This loop processes the three PDF files and feeds them into the SimpleKGPipeline. It uses run_async to process the documents asynchronously and prints the result for each document.

Once complete, you can explore the resulting knowledge graph. The Unified Console provides a great interface for this.

Go to the Query tab and enter the below query to see a sample of the graph.

MATCH p=()-->() RETURN p LIMIT 100;

You can see how the Document, Chunk, and __Entity__ nodes are all connected together.

Output

To see the “lexical” portion of the graph containing Document and Chunk nodes, run the following.
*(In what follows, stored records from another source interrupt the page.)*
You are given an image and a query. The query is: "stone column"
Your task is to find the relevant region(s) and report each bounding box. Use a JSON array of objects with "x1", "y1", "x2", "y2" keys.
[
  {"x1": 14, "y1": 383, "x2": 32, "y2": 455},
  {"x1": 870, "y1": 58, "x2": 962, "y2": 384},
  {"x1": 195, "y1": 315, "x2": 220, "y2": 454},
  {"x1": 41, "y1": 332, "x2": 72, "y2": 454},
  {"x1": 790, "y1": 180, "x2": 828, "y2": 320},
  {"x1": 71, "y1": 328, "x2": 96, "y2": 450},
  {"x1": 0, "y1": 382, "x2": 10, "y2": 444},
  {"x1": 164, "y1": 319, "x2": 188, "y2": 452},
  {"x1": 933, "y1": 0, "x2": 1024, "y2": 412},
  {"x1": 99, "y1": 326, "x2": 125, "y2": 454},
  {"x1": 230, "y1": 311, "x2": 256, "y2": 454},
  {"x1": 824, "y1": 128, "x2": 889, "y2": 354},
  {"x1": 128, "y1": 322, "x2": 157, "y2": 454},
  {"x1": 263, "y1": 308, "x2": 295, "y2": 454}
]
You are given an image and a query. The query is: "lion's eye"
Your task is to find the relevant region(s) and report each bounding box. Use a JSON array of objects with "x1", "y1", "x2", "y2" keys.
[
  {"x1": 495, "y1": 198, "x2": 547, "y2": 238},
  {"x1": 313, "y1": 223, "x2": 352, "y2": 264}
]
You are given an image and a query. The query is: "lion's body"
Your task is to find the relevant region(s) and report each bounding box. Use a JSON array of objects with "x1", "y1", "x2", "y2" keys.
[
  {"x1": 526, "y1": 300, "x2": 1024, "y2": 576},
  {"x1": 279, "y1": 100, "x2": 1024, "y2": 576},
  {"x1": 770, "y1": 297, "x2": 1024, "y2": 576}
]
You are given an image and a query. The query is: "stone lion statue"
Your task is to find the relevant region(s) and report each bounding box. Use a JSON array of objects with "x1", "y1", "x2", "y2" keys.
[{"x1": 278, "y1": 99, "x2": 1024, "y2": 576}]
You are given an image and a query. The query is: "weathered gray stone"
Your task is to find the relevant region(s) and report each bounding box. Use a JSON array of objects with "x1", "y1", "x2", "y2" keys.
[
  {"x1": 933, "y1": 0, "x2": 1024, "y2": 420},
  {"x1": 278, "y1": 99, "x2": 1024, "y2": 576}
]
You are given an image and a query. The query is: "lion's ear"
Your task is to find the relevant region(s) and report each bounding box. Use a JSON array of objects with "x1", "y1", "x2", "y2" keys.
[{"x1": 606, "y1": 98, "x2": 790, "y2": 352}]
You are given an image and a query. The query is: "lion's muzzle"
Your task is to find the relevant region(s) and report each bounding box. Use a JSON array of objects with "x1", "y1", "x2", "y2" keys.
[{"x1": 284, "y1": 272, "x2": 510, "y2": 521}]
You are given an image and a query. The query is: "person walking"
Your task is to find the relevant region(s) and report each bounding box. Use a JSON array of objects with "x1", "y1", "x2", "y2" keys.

MATCH p=(:Chunk)--(:!__Entity__) RETURN p;
Output

Note that these are disconnected components, one for each document we ingested. You can also see the embeddings that have been added to all chunks.

To look at just the domain graph of __Entity__ nodes, you can run the following:

MATCH p=(:!Chunk)-->(:!Chunk) RETURN p;
Output

You will see how different concepts have been extracted and how they connect to one another. This domain graph connects information between the documents.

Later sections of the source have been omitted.